Nem a liberdade de serem fecundos tinham, pois o soberano da nação mandou
assassinar todas as crianças do sexo masculino que nascessem de mães israelitas
(Êxodo 1.15).
A sua
saída do Egito às pressas, depois que seus exatores foram fustigados pela mão
de Deus, mostra-nos com clareza que a “liberdade de” tem como propósito a
“liberdade para”. Disso os que foram libertados nunca poderiam esquecer, senão
tornar-se-iam escravos mais uma vez. Deus lhes proveu uma maneira de manter
isto vivo na memória: o povo poderia desfrutar da liberdade obedecendo ao que
lhe era ensinado. Deveriam, todos os anos, reunir-se e celebrar a libertação
comendo pães sem fermento durante uma semana, acompanhados de ervas amargas e
com a carne de um cordeiro sem defeito, imolado para a ocasião especial. O pão
lhes lembraria a rápida fuga, sem o tempo para a preparação do pão com
fermento, quando deixaram um país e toda uma vida de escravidão para trás. As
ervas seriam a lembrança do amargor de ser escravo e não ter liberdade “de” e
“para”.(Êxodo, capítulo 1, versos 13 e 14a: “então, os egípcios, com tirania,
faziam servir os filhos de Israel e lhes fizeram amargar a vida com dura
servidão”). O sangue do cordeiro seria passado nas portas, lembrando-lhes que a
sua liberdade foi a custo de sangue e intervenção divina. Assim também
lembrariam que não deveriam escravizar outras pessoas.
Pouco mais
de um milênio depois da primeira Páscoa, um homem chamado Jesus (em hebraico,
Josué), nascido na cidade de Belém da Judeia (que foi o berço do grande rei
Davi) e criado no vilarejo de Nazaré (lugar desprezado na “Galileia dos
gentios”), celebrava a Páscoa em Jerusalém junto com outros doze que o seguiam
por toda parte.
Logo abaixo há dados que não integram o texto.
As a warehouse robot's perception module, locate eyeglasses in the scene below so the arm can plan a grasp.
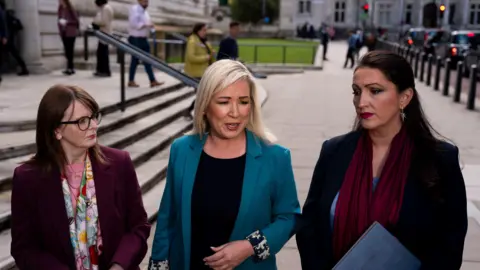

Sabemos que havia pão e vinho à mesa. Provavelmente serviu-se o
cordeiro assado, conforme mandava a lei. Supomos que, por obediência, afinal
não houve outro que fosse obediente como Jesus, as ervas amargas estivessem no
centro, lembrando-lhes a escravidão passada e a amargura presente. Viviam na
Terra Prometida, mas não tomaram posse dela. Tinham suas casas, mas não as
possuíam. Criavam seus filhos na religião, mas não eram livres para servir ao
Deus verdadeiro. Não eram estrangeiros, mas continuavam escravos. Quase todo o
povo sabia dessa amarga realidade, mas poucos ousavam articular as palavras que
a revelasse. Seus líderes religiosos mentiam a si mesmos dizendo: “somos
descendência de Abraão e jamais fomos escravos de alguém” (João 8.33). Eram
escravos do seu próprio orgulho. Tinham os olhos cegos e o coração endurecido
(Isaías 6.10), como o de Faraó, que não os deixara sair do Egito.(Êxodo,
capítulo 7, verso 13)
O homem
que coordenava a celebração naquele pequeno refeitório tinha uma clara missão:
ensinar de maneira definitiva o significado da liberdade, exemplificar de
maneira encarnada o que é ser livre e efetivar a libertação daqueles que
viessem a conhecer a verdade.(Evangelho de João, capítulo 8, verso 32: “e
conhecereis a verdade, e a verdade vos libertará”) Como fez isso? Encarnando a
própria Páscoa, experimentando o profundo amargor de ser condenado sem culpa e
morto, tornando-se o próprio cordeiro pascal, o Cristo (que significa o ungido,
escolhido por Deus).(“Lançai fora o velho fermento, para que sejais nova massa,
como sois, de fato, sem fermento. Pois também Cristo, nosso Cordeiro pascal,
foi imolado.” 1 Coríntios 5.7). Assim, o Cordeiro Pascal veio trazer “liberdade
para” que o ser humano pudesse ser, amar, servir e conhecer a verdade. E
“liberdade do” pecado escravizante que cega e não permite ao indivíduo saber, sequer,
que é escravo. Não é liberdade absoluta, no sentido pretendido pelo modernismo
e pós-modernismo, mas relativa e condicionada à verdade absoluta que a define.
Parte fundamental do sentido de liberdade está no respeito ao próximo, que é
amar ao próximo como a si mesmo, mas isso é fruto de servir a Deus, amando-o do
todo coração, força, alma e entendimento.
Como
celebramos a liberdade cristã na Páscoa? Conhecendo a Verdade, amando a Deus e
ao próximo, obedecendo àquele que nos ensinou a fazer, em memória dele, a
encenação daquela última ceia pascal de que Ele mesmo partilhou. Repetindo-a
por que Ele disse que estaria conosco até a consumação dos séculos.